Sha’ar HaNegev Regional Council Mayor Alon Shuster told JNS that Gaza activists have set fires near the border for years. Now, kites and balloons extend their reach. While he said that the results are tragic economically, emotionally and agriculturally, “we are lucky none of the burning kites have put people in danger.” He doesn’t want military action to be the only solution.

“A war will just temporarily stop the fires, but it will not stop Hamas from attacking us again,” he said. “Of course, Hamas is a terrible partner for negotiations. … But we must move to a situation where Israel opens dialogue with Hamas — for the people of Israel and Gaza.

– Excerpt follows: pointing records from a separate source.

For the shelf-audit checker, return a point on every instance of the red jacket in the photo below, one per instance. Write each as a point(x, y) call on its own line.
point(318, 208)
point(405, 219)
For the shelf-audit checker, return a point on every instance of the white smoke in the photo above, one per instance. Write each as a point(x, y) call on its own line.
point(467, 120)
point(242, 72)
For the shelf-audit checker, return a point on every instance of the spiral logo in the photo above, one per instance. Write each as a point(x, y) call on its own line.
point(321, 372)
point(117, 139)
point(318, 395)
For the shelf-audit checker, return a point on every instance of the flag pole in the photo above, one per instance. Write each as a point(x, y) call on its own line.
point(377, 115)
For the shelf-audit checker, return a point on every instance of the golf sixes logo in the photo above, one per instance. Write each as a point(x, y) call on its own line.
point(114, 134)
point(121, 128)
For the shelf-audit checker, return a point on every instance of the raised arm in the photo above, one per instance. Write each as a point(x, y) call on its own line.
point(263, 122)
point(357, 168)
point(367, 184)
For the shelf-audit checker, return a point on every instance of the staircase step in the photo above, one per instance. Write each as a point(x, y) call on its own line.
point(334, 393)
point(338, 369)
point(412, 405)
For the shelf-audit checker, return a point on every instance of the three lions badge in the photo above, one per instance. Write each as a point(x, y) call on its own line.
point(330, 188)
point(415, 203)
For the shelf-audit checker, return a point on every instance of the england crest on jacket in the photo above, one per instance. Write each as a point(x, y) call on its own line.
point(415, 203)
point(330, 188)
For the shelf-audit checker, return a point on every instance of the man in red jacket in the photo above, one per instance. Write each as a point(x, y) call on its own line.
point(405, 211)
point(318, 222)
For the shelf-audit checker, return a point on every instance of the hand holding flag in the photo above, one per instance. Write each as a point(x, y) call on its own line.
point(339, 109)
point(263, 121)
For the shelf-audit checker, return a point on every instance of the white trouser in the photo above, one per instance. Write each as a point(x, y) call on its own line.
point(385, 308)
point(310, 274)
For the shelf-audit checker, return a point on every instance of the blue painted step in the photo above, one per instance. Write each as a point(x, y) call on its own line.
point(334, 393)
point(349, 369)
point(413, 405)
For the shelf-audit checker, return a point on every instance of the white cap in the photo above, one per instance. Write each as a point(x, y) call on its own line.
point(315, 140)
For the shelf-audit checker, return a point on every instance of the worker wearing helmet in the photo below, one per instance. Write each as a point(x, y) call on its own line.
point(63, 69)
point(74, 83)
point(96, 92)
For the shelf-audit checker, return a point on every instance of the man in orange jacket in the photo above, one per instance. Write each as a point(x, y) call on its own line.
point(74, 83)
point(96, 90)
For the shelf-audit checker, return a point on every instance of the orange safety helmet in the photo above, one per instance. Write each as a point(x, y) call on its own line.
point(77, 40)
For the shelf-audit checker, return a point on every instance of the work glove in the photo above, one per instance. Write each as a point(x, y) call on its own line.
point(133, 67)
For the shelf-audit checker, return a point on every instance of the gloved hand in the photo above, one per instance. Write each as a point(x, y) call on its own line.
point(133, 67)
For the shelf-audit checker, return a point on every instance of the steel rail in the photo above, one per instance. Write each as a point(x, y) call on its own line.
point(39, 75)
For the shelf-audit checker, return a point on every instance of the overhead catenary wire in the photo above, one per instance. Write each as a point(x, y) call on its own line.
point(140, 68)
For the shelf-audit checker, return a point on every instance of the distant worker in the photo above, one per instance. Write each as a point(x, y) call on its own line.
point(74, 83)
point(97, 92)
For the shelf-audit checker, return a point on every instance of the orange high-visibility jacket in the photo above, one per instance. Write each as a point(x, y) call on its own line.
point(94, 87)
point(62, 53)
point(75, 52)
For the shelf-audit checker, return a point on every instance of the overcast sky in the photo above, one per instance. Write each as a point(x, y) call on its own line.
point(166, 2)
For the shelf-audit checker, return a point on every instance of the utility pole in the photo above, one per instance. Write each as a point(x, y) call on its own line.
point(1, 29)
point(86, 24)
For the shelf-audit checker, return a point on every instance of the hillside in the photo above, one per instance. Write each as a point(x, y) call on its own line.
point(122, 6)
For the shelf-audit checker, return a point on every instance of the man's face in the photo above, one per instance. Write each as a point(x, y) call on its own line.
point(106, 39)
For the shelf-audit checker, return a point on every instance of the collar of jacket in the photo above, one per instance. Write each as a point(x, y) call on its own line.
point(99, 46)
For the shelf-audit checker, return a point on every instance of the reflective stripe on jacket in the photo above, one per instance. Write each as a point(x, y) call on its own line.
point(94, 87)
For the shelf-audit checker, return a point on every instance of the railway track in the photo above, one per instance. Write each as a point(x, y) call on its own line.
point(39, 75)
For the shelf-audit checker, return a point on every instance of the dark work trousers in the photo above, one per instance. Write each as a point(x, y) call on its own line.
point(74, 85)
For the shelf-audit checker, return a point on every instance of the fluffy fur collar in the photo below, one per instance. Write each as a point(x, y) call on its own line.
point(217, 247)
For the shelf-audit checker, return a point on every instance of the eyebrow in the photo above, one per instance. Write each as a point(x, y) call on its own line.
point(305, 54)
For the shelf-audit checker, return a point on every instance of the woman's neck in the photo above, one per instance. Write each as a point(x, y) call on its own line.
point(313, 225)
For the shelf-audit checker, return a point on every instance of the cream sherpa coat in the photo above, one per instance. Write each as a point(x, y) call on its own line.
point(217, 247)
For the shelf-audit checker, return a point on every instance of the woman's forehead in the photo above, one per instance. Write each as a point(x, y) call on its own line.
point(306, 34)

While this is hard on us, the people in Gaza are suffering in ways we cannot even imagine or describe.”

Meidan added, “Hamas should know that not only does the arson not help them, it is not only hurting the Jews. It is bad for nature and killing bees, innocent insects that don’t deserve to die.”

He believes the people of the Sha’ar HaNegev Region are resilient. “We will not be broken.”

Ben-Aris said the first flowers that pop up as the land starts to heal are red anemones, which he said will revive the fields in vibrant color.

“It will be very pretty,” he said. “New life — that is the message I would send back to Hamas.”